Three separate studies that followed healthy, non-obese men and women over a couple of decades found the same thing: that the vast majority of us are subject to what the researchers call “unrelenting” weight gain. On average, those in the study gained 16 pounds in 20 years. It doesn’t seem like much when it happens, because it comes on so slowly (fewer than two pounds in a year). Who hasn’t found that last year’s summer clothes seem a little too snug? But, unless the cycle is broken, the weight is indeed “unrelenting” and can add up to health risks of all types.

The most significant factor in the weight gain for the sample of over 120,000 people was found to be consumption of foods (and non-foods) such as chips, sodas, fries, red or processed meat, and white flour products. However, there were other significant influences, such as watching a lot of tv, sleeping fewer than 6 or more than 8 hours per night, engaging in little physical activity, and, to a lesser extent, drinking alcohol.

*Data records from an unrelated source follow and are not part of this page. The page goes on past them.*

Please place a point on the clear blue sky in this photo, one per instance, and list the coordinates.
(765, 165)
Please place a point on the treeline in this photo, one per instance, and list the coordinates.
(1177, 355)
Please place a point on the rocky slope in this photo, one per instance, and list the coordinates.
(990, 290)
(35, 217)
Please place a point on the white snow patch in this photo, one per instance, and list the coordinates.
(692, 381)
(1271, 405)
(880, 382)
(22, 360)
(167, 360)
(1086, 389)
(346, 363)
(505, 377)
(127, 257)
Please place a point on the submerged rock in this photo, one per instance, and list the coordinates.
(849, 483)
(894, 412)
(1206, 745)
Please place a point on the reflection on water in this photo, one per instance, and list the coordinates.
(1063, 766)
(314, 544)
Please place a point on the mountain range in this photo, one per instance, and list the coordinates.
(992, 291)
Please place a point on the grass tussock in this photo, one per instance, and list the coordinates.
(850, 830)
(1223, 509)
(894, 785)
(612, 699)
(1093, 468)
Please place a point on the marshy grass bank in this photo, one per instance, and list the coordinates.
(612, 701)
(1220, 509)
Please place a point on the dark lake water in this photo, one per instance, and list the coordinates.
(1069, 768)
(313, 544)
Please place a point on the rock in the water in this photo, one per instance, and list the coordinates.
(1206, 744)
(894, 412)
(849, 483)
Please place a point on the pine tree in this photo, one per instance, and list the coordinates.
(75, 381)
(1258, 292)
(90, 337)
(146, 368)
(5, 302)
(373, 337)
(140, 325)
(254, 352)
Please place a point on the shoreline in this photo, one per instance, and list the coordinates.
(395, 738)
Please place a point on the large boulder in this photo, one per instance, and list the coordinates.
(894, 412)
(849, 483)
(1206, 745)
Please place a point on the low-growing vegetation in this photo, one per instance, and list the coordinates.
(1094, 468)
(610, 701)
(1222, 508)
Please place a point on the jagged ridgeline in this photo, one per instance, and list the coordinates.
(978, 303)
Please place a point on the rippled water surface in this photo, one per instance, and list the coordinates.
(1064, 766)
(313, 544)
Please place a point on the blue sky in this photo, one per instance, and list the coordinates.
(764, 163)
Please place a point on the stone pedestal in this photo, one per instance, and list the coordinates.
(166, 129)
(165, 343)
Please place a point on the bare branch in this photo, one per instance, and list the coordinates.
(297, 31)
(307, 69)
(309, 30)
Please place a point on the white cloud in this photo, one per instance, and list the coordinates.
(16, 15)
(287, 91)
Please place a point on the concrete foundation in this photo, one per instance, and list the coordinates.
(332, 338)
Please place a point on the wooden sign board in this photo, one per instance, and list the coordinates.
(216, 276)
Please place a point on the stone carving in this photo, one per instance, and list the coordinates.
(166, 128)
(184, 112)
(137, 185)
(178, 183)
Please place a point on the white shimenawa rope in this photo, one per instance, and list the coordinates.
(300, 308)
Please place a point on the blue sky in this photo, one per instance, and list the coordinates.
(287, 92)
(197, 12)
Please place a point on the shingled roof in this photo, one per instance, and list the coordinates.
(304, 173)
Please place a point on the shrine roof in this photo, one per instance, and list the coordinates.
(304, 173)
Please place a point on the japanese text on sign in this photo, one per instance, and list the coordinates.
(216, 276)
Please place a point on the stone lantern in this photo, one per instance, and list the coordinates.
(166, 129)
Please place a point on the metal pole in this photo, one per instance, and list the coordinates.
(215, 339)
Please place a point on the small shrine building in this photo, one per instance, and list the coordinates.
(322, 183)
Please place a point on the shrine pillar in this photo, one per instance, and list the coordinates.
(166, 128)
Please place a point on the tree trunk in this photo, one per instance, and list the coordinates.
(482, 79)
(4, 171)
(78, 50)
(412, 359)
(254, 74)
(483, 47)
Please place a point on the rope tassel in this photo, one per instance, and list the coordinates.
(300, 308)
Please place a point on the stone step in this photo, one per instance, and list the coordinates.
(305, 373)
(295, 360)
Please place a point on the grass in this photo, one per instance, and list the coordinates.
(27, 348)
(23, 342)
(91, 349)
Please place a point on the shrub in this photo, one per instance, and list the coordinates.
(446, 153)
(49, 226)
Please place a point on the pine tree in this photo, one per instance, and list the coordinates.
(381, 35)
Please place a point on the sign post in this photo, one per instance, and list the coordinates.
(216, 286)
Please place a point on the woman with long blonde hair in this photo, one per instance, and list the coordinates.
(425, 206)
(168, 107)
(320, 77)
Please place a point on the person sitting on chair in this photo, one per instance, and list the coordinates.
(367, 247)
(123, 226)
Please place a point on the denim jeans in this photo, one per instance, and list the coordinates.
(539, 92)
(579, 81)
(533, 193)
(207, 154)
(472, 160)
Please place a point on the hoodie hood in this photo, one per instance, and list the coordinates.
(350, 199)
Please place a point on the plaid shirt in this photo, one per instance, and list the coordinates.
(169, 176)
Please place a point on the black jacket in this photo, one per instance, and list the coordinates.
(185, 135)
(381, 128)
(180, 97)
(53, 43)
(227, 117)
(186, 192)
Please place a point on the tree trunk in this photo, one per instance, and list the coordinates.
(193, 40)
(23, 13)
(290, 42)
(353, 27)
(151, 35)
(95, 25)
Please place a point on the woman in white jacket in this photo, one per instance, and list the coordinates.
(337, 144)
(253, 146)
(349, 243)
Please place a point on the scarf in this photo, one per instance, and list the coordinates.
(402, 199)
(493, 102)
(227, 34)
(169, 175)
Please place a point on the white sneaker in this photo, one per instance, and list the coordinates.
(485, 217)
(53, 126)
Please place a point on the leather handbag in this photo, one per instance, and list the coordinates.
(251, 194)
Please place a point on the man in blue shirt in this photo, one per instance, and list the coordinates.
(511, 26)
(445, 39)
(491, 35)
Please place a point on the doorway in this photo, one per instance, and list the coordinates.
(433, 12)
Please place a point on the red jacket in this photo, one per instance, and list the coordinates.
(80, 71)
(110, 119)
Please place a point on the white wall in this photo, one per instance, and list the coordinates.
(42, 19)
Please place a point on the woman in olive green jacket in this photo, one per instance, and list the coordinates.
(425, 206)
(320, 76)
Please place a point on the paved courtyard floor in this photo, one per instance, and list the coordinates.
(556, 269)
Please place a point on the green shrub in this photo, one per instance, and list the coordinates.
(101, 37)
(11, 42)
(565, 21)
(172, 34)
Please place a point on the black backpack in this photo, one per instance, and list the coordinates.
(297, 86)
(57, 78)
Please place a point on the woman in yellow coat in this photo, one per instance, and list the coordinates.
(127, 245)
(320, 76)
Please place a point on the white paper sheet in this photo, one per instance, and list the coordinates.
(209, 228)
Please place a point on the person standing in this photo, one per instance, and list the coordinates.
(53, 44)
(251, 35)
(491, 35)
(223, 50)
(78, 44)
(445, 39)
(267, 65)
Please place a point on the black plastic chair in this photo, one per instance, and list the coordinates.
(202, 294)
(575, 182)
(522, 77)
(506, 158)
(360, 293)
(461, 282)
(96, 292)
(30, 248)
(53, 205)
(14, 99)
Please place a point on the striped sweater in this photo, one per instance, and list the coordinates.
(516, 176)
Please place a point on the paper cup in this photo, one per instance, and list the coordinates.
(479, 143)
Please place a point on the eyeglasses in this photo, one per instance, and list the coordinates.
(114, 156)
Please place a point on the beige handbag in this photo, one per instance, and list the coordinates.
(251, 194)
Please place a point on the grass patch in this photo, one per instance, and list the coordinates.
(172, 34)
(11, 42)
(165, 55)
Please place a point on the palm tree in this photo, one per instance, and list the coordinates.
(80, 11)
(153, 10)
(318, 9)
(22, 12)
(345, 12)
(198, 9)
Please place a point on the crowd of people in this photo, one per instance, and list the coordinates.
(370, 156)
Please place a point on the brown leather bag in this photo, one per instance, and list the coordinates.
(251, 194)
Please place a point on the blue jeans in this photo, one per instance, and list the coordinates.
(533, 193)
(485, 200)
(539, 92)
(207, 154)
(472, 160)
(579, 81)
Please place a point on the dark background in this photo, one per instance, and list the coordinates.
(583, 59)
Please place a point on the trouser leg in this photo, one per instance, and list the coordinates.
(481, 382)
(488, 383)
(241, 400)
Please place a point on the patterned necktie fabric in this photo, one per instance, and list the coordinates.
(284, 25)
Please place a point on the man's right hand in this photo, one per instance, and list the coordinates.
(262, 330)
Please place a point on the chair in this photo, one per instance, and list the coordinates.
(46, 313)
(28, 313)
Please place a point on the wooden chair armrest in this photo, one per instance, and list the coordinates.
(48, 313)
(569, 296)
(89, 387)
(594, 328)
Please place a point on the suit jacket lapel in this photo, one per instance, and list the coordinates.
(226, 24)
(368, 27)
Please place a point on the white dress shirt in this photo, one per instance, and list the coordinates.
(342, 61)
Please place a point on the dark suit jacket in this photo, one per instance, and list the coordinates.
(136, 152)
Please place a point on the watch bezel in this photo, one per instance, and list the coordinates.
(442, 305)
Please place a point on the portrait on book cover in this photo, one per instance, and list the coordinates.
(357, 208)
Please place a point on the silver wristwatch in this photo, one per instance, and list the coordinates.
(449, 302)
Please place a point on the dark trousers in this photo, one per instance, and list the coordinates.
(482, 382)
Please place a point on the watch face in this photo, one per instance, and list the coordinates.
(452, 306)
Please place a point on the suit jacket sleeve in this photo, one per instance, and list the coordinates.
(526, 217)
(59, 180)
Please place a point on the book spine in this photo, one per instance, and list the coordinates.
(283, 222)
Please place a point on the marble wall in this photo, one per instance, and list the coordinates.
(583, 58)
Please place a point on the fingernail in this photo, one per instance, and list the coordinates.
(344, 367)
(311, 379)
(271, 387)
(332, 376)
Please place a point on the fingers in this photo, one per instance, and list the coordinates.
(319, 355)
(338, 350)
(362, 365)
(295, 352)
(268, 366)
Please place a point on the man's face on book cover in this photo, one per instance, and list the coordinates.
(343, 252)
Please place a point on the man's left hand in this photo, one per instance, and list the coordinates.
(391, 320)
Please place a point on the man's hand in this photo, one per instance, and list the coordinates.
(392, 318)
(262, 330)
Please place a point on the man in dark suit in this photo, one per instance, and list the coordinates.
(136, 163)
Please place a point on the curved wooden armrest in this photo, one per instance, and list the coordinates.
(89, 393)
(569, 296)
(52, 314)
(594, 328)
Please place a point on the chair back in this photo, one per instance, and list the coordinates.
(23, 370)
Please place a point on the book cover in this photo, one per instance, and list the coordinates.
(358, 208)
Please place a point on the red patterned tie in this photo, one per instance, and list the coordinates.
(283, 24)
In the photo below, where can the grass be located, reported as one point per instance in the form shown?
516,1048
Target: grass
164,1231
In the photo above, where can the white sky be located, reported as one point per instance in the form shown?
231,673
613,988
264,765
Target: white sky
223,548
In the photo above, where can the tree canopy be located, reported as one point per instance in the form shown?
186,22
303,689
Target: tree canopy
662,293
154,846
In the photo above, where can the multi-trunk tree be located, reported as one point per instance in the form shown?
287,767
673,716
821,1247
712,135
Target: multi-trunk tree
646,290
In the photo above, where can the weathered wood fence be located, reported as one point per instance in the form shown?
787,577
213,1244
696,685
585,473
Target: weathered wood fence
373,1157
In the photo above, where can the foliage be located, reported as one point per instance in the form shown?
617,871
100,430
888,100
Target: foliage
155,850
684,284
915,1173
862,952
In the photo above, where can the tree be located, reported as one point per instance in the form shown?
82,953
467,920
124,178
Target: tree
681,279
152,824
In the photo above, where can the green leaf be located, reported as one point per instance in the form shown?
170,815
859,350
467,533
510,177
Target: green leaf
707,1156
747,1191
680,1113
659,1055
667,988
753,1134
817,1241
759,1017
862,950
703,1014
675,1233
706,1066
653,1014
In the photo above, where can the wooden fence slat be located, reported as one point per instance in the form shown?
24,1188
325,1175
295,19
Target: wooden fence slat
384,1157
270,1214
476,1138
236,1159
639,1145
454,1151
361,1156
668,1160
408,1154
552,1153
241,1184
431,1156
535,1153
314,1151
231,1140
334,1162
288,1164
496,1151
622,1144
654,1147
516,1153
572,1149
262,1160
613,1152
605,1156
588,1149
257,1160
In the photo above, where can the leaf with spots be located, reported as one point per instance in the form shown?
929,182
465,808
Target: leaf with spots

So, the question is how to break the cycle. The authors suggest a program such as Weight Watchers that encourages making long-term or lifetime changes in behavior. But it doesn’t have to be a formal program. Your ‘cycle-breaker’ could be daily cycling, for example. The main lessons we should take away from this research are as follows: 1) there is no quick fix (that lasts very long), and 2) we need to be aware of the “unrelenting” weight gain phenomenon and be on our guard not to let those comfort behaviors become habits.

How many pounds did you gain in the last decade?